I always believed stories for young children were the most basic, easiest stories to write… until I was challenged to write one. Having never written something for someone who is younger than seven, I approached the writing no differently than I'd approach writing my middle-grade novels.
My first draft was filled with wordy conversations between all the different species of animals in the book. It was filled with metaphors and subtle humour and messages about tolerance and acceptance. It was wonderful (in my opinion), but as I quickly learned, not even close to suitable for the age group I had set out to write it for.
It took a friend of mine, who was once an elementary-school teacher, to put my writing (and me) in its (and my) place. She took the hardcopy of my first draft and she took a big red pen, and for half an hour she hacked away five thousand of the seven thousand words I had written. She also hacked off a big chunk of my ego. What remained was SCUTTLED. To my astonishment, it was all there the first time around, but it was hidden underneath all that literary fat I so often rely on in my more mature novels.

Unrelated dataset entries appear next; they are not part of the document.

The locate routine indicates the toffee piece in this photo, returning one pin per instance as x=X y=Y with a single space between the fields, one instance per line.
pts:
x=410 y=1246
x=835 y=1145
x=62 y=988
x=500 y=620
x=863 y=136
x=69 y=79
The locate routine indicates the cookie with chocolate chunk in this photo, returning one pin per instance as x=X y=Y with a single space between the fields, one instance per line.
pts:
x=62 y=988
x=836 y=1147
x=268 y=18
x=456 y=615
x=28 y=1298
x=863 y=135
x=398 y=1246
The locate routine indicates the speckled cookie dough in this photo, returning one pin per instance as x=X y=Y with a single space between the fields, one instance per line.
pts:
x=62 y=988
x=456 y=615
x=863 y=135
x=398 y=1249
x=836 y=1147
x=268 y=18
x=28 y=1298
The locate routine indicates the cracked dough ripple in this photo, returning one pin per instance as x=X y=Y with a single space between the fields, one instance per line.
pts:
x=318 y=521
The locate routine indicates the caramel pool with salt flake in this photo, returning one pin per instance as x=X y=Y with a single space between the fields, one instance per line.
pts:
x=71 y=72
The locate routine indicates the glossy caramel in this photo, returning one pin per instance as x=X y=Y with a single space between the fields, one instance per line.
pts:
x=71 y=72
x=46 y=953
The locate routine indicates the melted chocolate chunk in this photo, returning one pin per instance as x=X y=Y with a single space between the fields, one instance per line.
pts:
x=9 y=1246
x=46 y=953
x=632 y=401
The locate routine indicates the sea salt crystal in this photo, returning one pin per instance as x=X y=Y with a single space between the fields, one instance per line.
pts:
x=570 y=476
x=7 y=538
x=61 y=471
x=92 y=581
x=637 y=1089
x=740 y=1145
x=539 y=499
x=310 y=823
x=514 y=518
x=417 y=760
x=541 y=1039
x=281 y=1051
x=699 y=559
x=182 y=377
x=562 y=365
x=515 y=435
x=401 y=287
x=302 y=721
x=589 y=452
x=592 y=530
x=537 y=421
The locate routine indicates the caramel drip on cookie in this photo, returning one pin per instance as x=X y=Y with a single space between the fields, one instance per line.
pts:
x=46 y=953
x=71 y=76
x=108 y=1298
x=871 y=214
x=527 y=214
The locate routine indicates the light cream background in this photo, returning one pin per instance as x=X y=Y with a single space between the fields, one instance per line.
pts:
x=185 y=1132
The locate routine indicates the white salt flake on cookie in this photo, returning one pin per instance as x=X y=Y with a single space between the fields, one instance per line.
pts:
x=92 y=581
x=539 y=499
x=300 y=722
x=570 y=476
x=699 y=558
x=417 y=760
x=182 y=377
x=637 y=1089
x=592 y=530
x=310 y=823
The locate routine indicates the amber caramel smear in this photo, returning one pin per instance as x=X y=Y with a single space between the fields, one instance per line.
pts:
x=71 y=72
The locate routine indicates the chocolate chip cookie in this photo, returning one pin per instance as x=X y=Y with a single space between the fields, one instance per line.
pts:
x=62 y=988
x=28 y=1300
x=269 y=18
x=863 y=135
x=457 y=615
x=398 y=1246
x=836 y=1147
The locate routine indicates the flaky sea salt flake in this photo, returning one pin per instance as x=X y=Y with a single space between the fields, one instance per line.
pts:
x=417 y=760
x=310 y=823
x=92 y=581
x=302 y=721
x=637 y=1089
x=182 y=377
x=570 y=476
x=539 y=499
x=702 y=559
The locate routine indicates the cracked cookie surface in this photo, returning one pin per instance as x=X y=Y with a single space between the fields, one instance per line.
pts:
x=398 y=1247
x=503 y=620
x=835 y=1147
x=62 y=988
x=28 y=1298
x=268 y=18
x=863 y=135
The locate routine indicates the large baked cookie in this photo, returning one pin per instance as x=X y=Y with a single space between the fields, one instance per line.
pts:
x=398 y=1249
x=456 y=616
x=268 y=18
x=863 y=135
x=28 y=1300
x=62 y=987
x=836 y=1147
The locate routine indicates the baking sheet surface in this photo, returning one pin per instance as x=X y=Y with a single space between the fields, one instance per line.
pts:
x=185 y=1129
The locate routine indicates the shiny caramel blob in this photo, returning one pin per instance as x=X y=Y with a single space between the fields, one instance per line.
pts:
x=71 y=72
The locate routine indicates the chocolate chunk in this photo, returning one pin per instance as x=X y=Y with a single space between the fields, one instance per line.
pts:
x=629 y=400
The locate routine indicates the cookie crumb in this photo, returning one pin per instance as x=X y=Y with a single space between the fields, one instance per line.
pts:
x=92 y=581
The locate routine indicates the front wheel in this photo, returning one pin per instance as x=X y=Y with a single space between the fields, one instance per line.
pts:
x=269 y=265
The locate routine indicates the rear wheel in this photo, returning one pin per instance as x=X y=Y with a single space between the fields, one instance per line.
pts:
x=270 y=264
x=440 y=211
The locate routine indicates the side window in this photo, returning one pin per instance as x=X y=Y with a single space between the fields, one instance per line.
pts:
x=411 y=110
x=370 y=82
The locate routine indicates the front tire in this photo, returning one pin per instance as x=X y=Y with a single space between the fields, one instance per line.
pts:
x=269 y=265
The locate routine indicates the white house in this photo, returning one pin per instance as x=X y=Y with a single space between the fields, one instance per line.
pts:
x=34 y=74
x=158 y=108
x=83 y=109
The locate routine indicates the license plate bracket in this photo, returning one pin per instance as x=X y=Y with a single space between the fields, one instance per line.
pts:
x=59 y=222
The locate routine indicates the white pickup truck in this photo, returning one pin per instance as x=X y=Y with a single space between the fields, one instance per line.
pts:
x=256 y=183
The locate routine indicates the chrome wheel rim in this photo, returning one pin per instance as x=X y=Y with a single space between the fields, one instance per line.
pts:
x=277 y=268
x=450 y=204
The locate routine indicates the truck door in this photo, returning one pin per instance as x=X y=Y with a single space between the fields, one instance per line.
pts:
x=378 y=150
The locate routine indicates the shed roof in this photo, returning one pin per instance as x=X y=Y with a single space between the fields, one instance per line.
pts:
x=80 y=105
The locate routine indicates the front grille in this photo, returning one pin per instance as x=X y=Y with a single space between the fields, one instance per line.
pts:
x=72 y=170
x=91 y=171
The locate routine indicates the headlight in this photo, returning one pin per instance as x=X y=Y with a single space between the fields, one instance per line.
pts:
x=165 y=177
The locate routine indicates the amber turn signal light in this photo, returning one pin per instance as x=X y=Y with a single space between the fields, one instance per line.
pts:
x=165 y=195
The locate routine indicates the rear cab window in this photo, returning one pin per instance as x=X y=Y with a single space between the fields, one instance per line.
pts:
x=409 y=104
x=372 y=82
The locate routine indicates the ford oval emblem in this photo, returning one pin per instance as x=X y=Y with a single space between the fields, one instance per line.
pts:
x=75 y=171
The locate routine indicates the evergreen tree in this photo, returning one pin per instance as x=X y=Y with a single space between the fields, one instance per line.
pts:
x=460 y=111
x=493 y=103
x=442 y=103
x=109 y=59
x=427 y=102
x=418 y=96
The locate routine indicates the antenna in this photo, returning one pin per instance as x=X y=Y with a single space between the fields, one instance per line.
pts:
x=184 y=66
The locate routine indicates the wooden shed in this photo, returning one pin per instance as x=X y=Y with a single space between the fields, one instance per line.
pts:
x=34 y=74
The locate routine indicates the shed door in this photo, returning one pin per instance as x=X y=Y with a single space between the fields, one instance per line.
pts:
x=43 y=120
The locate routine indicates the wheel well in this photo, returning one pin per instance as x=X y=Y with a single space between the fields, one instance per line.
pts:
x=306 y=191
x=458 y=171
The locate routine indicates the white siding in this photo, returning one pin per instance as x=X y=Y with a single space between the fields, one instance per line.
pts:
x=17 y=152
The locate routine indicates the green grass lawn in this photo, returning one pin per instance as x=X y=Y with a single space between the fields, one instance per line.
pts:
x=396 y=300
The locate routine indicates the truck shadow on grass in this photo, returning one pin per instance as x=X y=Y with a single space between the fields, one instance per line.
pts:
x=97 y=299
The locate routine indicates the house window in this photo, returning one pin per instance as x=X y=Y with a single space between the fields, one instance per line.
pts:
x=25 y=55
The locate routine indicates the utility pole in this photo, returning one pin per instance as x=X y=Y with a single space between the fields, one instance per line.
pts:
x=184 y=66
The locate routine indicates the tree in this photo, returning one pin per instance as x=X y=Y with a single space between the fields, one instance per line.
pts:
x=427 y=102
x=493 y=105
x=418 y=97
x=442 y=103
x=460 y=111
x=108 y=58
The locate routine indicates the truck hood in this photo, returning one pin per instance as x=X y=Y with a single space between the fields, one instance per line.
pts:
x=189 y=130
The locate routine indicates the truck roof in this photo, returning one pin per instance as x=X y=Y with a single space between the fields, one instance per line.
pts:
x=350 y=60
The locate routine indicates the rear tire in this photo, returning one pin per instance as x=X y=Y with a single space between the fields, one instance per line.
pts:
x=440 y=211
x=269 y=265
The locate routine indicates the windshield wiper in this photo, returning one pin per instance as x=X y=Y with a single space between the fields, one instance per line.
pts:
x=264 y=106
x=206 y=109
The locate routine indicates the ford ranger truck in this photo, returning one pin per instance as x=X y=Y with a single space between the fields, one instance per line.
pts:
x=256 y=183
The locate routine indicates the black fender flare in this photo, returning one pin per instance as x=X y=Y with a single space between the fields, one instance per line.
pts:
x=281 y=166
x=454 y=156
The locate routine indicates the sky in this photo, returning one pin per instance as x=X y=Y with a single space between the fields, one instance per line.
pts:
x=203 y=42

SCUTTLED is not the greatest thing I've ever written, but for something I pieced together in a couple weeks after being challenged to write it, I'm pretty happy with the outcome. More than that, what the challenge showed me is that sometimes it's okay to get rid of the fat and show the muscles stretching… the bones moving. It's okay not to have some kind of 'clever' in every sentence. Simple and straightforward can be a good thing.
I will take the knowledge I gained writing a story for a three year old and I will incorporate it into my future writing for children (and adults)… and I think my writing will be better because of it.